Fertilizing
- Shade trees can be fertilized.
- Fertilize emerging spring flowering bulbs.
- Spread wood ashes around the vegetable garden, flowering bulb beds and non-acid loving plants if the pH is below 6.0.
Planting
- First week in February start broccoli, cabbage, and cauliflower plants inside your home.
- Plant English peas, onions, Irish potatoes, radishes, rutabagas, spinach, kale, turnips, and carrots the last week of February.
- Plant asparagus crowns when soil is dry enough to work.
- Plant fruit trees and grape vines while dormant, before buds open.
Pruning
- Prune bunch grape vines this month.
- Trim ornamental grasses like liriope, mondo grass, and pampas grass.
- Cut back any overgrown shrubs.
- Prune fruit trees, such as apples, cherry, nectarine, peach, pear and plum while dormant, before buds open.

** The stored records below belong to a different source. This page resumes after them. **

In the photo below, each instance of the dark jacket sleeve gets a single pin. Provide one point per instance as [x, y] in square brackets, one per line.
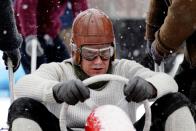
[156, 14]
[9, 37]
[178, 25]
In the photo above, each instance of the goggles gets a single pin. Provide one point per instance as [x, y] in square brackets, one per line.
[91, 53]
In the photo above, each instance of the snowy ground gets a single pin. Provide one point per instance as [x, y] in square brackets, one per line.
[4, 105]
[5, 101]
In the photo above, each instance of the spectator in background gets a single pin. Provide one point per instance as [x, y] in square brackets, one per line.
[39, 20]
[10, 39]
[169, 24]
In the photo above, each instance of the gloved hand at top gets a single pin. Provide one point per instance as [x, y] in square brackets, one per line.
[138, 90]
[14, 56]
[71, 92]
[157, 57]
[28, 47]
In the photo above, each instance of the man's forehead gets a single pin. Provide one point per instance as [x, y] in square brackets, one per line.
[97, 46]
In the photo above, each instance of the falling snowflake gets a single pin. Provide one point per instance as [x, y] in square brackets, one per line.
[5, 32]
[24, 6]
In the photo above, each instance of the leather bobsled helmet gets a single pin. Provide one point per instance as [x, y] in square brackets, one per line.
[91, 27]
[108, 118]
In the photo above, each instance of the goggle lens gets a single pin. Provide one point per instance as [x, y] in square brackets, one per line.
[91, 53]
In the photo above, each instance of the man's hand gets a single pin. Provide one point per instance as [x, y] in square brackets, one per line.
[71, 92]
[138, 90]
[155, 54]
[28, 47]
[15, 57]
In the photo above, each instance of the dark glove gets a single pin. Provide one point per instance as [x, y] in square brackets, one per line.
[138, 90]
[71, 92]
[15, 57]
[155, 54]
[147, 60]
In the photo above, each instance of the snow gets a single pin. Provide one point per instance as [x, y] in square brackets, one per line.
[4, 104]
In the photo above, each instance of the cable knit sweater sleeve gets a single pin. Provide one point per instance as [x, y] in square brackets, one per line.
[39, 84]
[163, 83]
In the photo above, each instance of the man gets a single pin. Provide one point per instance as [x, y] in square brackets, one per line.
[39, 21]
[41, 94]
[169, 24]
[10, 39]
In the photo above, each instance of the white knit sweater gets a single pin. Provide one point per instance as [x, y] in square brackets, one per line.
[39, 84]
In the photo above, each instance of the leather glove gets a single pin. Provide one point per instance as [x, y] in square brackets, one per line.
[15, 57]
[28, 47]
[155, 54]
[138, 90]
[71, 92]
[147, 60]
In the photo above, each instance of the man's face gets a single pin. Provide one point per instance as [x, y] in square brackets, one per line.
[96, 58]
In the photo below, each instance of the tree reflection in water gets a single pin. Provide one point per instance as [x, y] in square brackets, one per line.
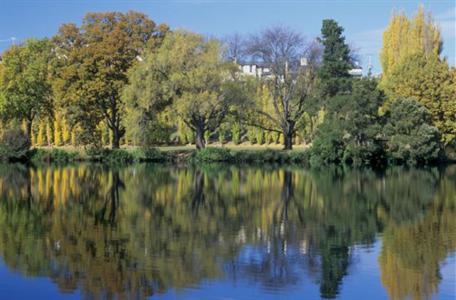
[137, 231]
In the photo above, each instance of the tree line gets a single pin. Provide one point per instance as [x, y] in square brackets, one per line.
[120, 78]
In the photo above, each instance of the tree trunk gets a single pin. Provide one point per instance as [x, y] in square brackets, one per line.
[288, 136]
[28, 130]
[287, 193]
[115, 138]
[199, 138]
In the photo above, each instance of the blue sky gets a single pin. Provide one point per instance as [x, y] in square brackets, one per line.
[363, 20]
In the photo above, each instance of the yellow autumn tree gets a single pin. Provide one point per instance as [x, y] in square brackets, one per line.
[412, 67]
[404, 37]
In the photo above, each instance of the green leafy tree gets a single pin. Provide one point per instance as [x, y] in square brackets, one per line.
[188, 76]
[410, 134]
[351, 131]
[96, 58]
[427, 79]
[25, 91]
[336, 62]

- While pruning, remove leaves and clippings to prevent disease problems.
Spraying
- Peach and nectarine trees need to be sprayed with a fungicide to prevent leaf curl.
- Spray all fruit trees with dormant oil to help eliminate some insects.
Lawn Care
- Cool season lawns like tall fescue should be fertilized. Follow soil test results.
- Control wild onion in your lawn with spot sprays of a recommended herbicide.
Propagation
- Divide perennials like daylily and shasta daisy when the ground is dry enough.
- Hardwood cuttings of many landscape plants like Crape Myrtle, Flowering Quince, forsythia, hydrangea, juniper, spiraea, and weigela can be taken this month.
Specific Chores
- Clean out bluebird boxes.
- Order flowers for your sweetheart – Happy Valentine’s Day!
- Develop a vegetable and landscape plan for your home grounds.
- Order strawberry & blueberry plants.
- Bring cut branches of forsythia, winter honeysuckle, spirea and quince inside. Place branches in water filled vases to enjoy early blooms.